Worum geht es? Pauline, eine hübsche, selbstbewusste Studentin aus Paris, die gerade an ihrer Abschlussarbeit in Wirtschaftswissenschaften arbeitet, lernt durch eine Autopanne in der tiefsten bretonischen Provinz zufällig den Luftikus Erwan kennen, der in einer windschiefen Hütte lebt und sein Geld als Gärtner und Tagelöhner verdient. Erwan ist freilich nicht bloß ein sympathisches Landei mit Hang zu Tiefsinn und Grübelei. Sein Geheimnis, das er Pauline bereits kurz nach ihrer ersten Begegnung im Plauderton eröffnet: Er ist der „Überbringer“, und als solcher ist er von seinem Meister dazu ausgebildet worden, die Grenze zu überschreiten zwischen unserer banalen Alltagswelt und einer phantastischen Parallelwelt, die von merkwürdigen winzigen Wesen bevölkert wird, die ein wenig aussehen wie Aliens mit Rastalocken. Alles, was dazu notwendig ist, um in die Anderswelt zu gelangen, deren spiritueller Mittelpunkt das Skelett eines Menschen darstellt – eben der titelgebende Große Tote –, sind die „Tränen der Bienen“, eine Art Augentropfen, durch die schließlich auch Pauline unversehens zwischen die Welten und in das Abenteuer ihres Lebens gerät.
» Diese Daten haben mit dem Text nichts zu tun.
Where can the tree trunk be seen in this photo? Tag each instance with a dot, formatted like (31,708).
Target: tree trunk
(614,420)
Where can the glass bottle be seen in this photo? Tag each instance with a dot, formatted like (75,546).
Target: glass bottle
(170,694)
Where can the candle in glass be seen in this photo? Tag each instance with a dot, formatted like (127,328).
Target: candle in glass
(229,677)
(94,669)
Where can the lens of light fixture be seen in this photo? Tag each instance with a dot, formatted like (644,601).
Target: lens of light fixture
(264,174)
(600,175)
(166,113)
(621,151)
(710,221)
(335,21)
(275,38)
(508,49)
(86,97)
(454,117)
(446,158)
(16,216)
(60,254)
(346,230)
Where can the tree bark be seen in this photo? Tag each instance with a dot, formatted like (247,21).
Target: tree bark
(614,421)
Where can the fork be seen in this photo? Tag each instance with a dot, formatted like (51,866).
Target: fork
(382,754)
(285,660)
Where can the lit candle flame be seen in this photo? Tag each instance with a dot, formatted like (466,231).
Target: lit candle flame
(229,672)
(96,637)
So weit, so gut. Das Grundgerüst und die Zutaten der Geschichte sind fürwahr nicht neu und werden jedem Leser, der sich in der phantastischen Literatur einigermaßen auskennt, schon aus zahlreichen anderen Zusammenhängen vertraut sein. Natürlich ahnt man auch, dass es irgendwann zum Konflikt zwischen Alltagswelt und Parallelwelt kommen muss, und dieser Konflikt bleibt in der Tat nicht aus – auch wenn Loisel und Djian sich sehr viel (und vielleicht stellenweise zu viel) Zeit nehmen, ihn anzubahnen.

Hier die Kurzfassung: Eine hermaphroditische Priesterin des kleinen Volkes namens Macara hat es offenbar darauf abgesehen, sich des Wissens beider Welten zu bemächtigen, um unsere Welt, die sie als zerstörerisch empfindet, ihrerseits zu zerstören. Dazu vergewaltigt sie – auf bisher ungeklärte Weise – zuerst die durch einen Zaubertrank betäubte Pauline und dann den durch das „Überbringer“-Ritual geschwächten Erwan. Pauline wird schwanger, ebenso die Priesterin selbst. Beide Schwangerschaften verlaufen, wie sich das für eine Fantasy-Welt gehört, ultra-beschleunigt, sodass Pauline bereits nach wenigen Monaten ein neunmalkluges dreijähriges Kind namens Blanche zu versorgen hat (das Kind Macaras heißt Sombre). Von jetzt an geht nichts mehr mit rechten Dingen zu: Blanche, die allen – einschließlich Pauline – irgendwie unheimlich ist, muss eine Taucherbrille tragen, um ihre Augen zu verbergen, die buchstäblich magische Ausstrahlung besitzen. In Gegenwart des Kindes geschehen außerdem immer wieder schreckliche Unfälle, sodass Pauline gezwungen ist, ein unstetes Wanderleben zu führen und immer neue Wohnungen zu mieten. Erwan, der auf der Suche nach ihr ist, seitdem er die Parallelwelt verlassen hat, findet sie mit Hilfe von Paulines bester Freundin Gaëlle schließlich trotzdem. Während in der übrigen Welt das apokalyptische Chaos ausbricht – soziale Unruhen, ein allmählicher Einbruch der Weltwirtschaft und am Ende des vierten Bandes ein gewaltiges Erdbeben –, ziehen sich Pauline, Erwan, Gaëlle und Blanche in die Provinz zurück; sie wollen vor allem verstehen, welches Geheimnis hinter Blanches Existenz steckt, und dafür – man ahnt es schon – müssen sie wieder nach drüben, in die geheimnisvolle Welt des Großen Toten, und die Macara, die hermaphroditische Priesterin, finden, die ihnen das alles eingebrockt hat.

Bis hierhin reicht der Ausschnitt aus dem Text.